今度は逆に、秘密鍵を持つ送信者が公開鍵を持つ受信者にファイルを送信する場合、送信者は秘密鍵を使って、「確実にその送信者が送信したファイルであるか」「そのファイルが改ざんされていないか」を確認できる情報を付与して受信者に送信することができます。この情報のことを デジタル署名 (Digital Signature) と呼びます。送信者は送りたいファイルに、唯一無二の秘密鍵で暗号化したデジタル署名を添付して送信し、受信者は手元の公開鍵を使ってそれを復号できれば、確実に送信者が送信したファイルであると確認することができます。これを上の例でいえば、送信者が秘密鍵でBからCの位置にロックし、受信者はCからBへロックを解除できれば、Aさんが送信したファイルであるという確証が得られます。

  • 取り消し線部 → 「唯一無二の秘密鍵で作成したデジタル署名という情報を添付して送信し、受信者は手元の公開鍵を使って秘密鍵の独自性を検証できれば、」

仮に「暗号化」という表現を用いたとしても、暗号化されるのは「デジタル署名」ではなく「デジタルフィンガープリント」です。
「デジタル署名」は、秘密鍵を使って署名すること、独自性を保証するための技術のことを指します。

ファイルが改ざんされたかどうかを確認するには、先ほどまで曖昧に表現していた、デジタル署名という「情報」に仕組みがあります。このデジタル署名という「情報」は、ファイルの ハッシュ値 という値を秘密鍵で暗号化したものです。ハッシュ値とは、ファイルを ハッシュ関数 というもので計算することによって求められる値で、

  • 取り消し線部 → 「公開鍵暗号を元にしたデジタル署名では、ここでいう「情報」とは一般に、ファイルの ハッシュ値 という値に対して秘密鍵を使った特殊な演算をしたものです。」

ここでは、「『公開鍵暗号方式においての』デジタル署名では」という一言が必要でした。デジタル署名「一般」には当てはまりません。

Bitcoin上での公開鍵暗号方式

  • 取り消し線部 → 「デジタル署名」

この節の具体例では、Bitcoinでの「デジタル署名」について話しています。

一般的な公開鍵・秘密鍵は、 RSA暗号 を使って生成されます。RSAでは大きな素数(p,q)が与えられたとき、その積 pq=n を計算することは容易であるが、n=pqへ素因数分解することは難しい、という素因数分解の困難性に基づいています。
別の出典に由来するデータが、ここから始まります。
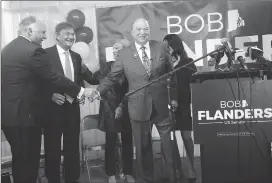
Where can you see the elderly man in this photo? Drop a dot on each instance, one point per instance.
(62, 115)
(140, 63)
(25, 68)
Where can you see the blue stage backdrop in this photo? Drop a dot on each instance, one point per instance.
(200, 24)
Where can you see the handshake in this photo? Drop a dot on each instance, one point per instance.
(91, 94)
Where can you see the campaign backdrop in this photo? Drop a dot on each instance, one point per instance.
(200, 24)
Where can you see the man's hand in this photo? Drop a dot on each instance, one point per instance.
(58, 98)
(174, 105)
(118, 112)
(92, 94)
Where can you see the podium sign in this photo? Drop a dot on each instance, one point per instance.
(233, 124)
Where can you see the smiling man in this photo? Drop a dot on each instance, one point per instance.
(143, 61)
(62, 114)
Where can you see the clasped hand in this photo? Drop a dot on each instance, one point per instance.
(92, 94)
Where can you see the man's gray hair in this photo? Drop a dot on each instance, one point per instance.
(124, 42)
(63, 26)
(25, 23)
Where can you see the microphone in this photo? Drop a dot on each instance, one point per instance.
(256, 53)
(228, 51)
(241, 60)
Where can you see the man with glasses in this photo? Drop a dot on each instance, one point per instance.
(62, 112)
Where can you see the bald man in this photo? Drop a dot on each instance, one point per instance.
(24, 68)
(143, 61)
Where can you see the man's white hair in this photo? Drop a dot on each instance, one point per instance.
(25, 23)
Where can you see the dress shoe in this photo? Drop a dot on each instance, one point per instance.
(112, 179)
(129, 179)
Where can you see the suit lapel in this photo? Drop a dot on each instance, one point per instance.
(152, 55)
(137, 59)
(56, 60)
(75, 64)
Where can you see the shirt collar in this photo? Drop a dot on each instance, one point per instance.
(138, 47)
(176, 62)
(61, 50)
(26, 38)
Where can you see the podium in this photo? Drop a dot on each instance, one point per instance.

一方、Bitcoin上では、秘密鍵は「2進数で256桁の数字」、公開鍵は「秘密鍵に 楕円曲線暗号 (Elliptic Curve Cryptography) で計算した数字」で表されます。この楕円曲線暗号は、RSA暗号よりもアルゴリズムが強固で、そのため鍵長を短くすることができるという特徴があります。

  • 取り消し線上部 → 「公開鍵暗号方式において、公開鍵・秘密鍵は一般的に、 RSA暗号 を使って生成されます。」
  • 取り消し線下部 → 「一方、Bitcoinのデジタル署名では ECDSA (Elliptic Curve Digital Signature Algorithm) というアルゴリズムが基になっており、秘密鍵は「2進数で256桁の数字」、公開鍵は「秘密鍵に楕円曲線暗号 (Elliptic Curve Cryptography)で計算した数字」で表されます。」

話の延長で「公開鍵暗号」について話しているように見えますが、実際は「デジタル署名」に話がすり替わっています。
「公開鍵暗号」ではなく「デジタル署名」を切り口に説明していくべきだったなと反省しています。かなりわかりにくい文章になってしまいました。

まず、Sender(送金者)側でトランザクションデータのハッシュを計算し、Private Key(秘密鍵)で暗号化します。その後、Receiver(受金者)にPublic Key(公開鍵)と暗号化したハッシュ値を送信します。最後に、Receiver側でトランザクションデータのハッシュ値の計算と、暗号化されたハッシュ値の復号を行い、値が一致すれば「これは正しい送金である」と、Receiverは確証を得ることができます。

  • 暗号化→署名
  • 復号→検証

以上となります。他気づいた点などございましたら、ご指摘いただければと思います。

まとめ

本記事では、一般的な公開鍵暗号方式の説明から、デジタル署名への応用、Bitcoinにおいての応用例を紹介しました。公開鍵・秘密鍵の技術は、拡張性が高く、様々なところで応用されており、コンピュータが通信する上でなくてはならない技術となっています。具体的な計算方法など、細かい部分について僕自身も勉強中です。
なんとなく概要を掴めていただけたら幸いです。